Na véspera do Dia de Muertos, Rosa conseguiu que Pablo saísse da escuridão de sua oficina. Não por vontade dele, mas por uma súplica sincera.
— Ay, mijo, acompáñame. Tu abuela no querría que su tumba esté sola. Es nuestra obligación — disse Rosa.
Pablo a seguiu. O cemitério estava vibrante, iluminado por milhares de velas e repleto de risos e música suave. As famílias se reuniam em piqueniques coloridos sobre as lápides, celebrando a vida que havia sido. O cheiro de mole e mezcal pairava no ar. No entanto, em vez de conforto, a alegria coletiva apenas aprofundou o isolamento de Pablo. Ele se sentia um fantasma entre os vivos.
Ao lado do túmulo de Doña Elena, que estava coberto de cempasúchil trazido por Rosa, Pablo finalmente desabou. Sentou-se no chão frio, sentindo o peso da terra sobre o corpo de sua bisavó.
— ¡Abuela! ¡No sé qué hacer! — ele finalmente conseguiu desabafar, as lágrimas escorrendo por suas bochechas. — Me dejaste solo. Ya no sé qué color usar, ya no sé qué tallar. Nadie entiende mis alebrijes como tú. Todo está roto.
Ele permaneceu ali, chorando em silêncio enquanto Rosa limpava as pétalas secas.
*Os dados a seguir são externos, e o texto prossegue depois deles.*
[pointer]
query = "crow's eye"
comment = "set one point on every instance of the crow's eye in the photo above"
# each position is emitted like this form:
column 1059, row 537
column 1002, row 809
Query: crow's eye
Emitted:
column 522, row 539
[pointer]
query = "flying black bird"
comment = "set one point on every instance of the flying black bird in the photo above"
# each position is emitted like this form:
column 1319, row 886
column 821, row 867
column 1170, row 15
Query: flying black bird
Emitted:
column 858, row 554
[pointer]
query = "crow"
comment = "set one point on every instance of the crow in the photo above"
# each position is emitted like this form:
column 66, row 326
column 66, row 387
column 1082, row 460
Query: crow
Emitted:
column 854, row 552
Depois de um longo tempo, a dor cedeu a uma sensação de vazio entorpecido.
Ao voltarem para casa, Pablo evitou a ofrenda e foi direto para a sua oficina. Seus olhos pousaram num pedaço de madeira inacabado: um dragão de três cabeças, o último alebrije que Doña Elena o havia incentivado a começar. Ela dizia que seria sua obra-prima.
Ele pegou suas ferramentas. Trabalhou a noite toda num frenesi melancólico, entalhando os detalhes das escamas e os dentes afiados, transformando a dor em madeira. Quando o trabalho de talha terminou, ele encarou a escultura, procurando as tintas. Mas onde ele encontraria as cores?
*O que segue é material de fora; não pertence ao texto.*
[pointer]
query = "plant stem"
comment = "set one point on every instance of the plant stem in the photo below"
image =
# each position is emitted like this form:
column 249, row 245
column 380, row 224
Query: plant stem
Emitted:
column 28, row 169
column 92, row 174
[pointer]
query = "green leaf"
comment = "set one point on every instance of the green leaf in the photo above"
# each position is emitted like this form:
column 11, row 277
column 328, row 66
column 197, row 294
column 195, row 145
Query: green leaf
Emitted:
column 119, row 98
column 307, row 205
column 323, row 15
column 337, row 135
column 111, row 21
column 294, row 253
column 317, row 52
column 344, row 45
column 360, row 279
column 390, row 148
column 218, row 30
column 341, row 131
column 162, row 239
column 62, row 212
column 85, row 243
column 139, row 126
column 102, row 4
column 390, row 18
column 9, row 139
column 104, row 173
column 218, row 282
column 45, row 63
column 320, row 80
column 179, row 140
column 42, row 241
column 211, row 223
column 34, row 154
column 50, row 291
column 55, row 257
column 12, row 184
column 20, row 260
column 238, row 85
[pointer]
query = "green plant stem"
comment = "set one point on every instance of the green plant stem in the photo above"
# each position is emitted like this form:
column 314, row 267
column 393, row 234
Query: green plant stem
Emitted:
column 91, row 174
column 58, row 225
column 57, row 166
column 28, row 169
— ¿Cómo pinto algo tan vacío, abuela? ¡Dime! — ele gritou para o silêncio da noite. — No encuentro el azul, no encuentro el amarillo... Solo hay gris aquí.
Ele jogou os potes de tinta de volta na prateleira, exausto. O dragão era cinzento e sombrio, mas estava terminado.
Enquanto Pablo se afogava na escuridão, Isabel encarava a luz da rua, sentada na calçada ao lado de seu vocho vermelho e enferrujado. O mecânico acabara de lhe dar a notícia devastadora.
— Es el motor, muchacha. Es más grave de lo que pensé. Te va a costar casi el doble, ¿eh? — ele havia dito.
Isabel balançou a cabeça em desespero. Ela contou o dinheiro mais uma vez. Era impossível.
— ¡No puede ser! — ela murmurou, sentindo a esperança esvair-se. Pela primeira vez, ela considerou a ideia de desistir. Talvez devesse vender o vocho e usar o dinheiro para ajudar sua família.
Mas então, ela olhou para o carro velho, o assento do motorista desgastado onde seu avô se sentava, rindo e cantando. Ela se lembrou da última vez que o haviam levado para a procissão, cheios de cempasúchil e alegria.
— ¡No, no y no! ¡Te lo prometí, abuelo! — disse ela, batendo as mãos no volante. — ¡Vamos a ir a la procesión, de alguna manera vamos!
Isabel respirou fundo, tentando afastar as lágrimas. Ela não sabia como, mas não venderia o vocho. Ela teria que vender cada flor, cada pétala, se fosse preciso. O Dia de Muertos começaria em poucas horas, e ela precisava de um milagre.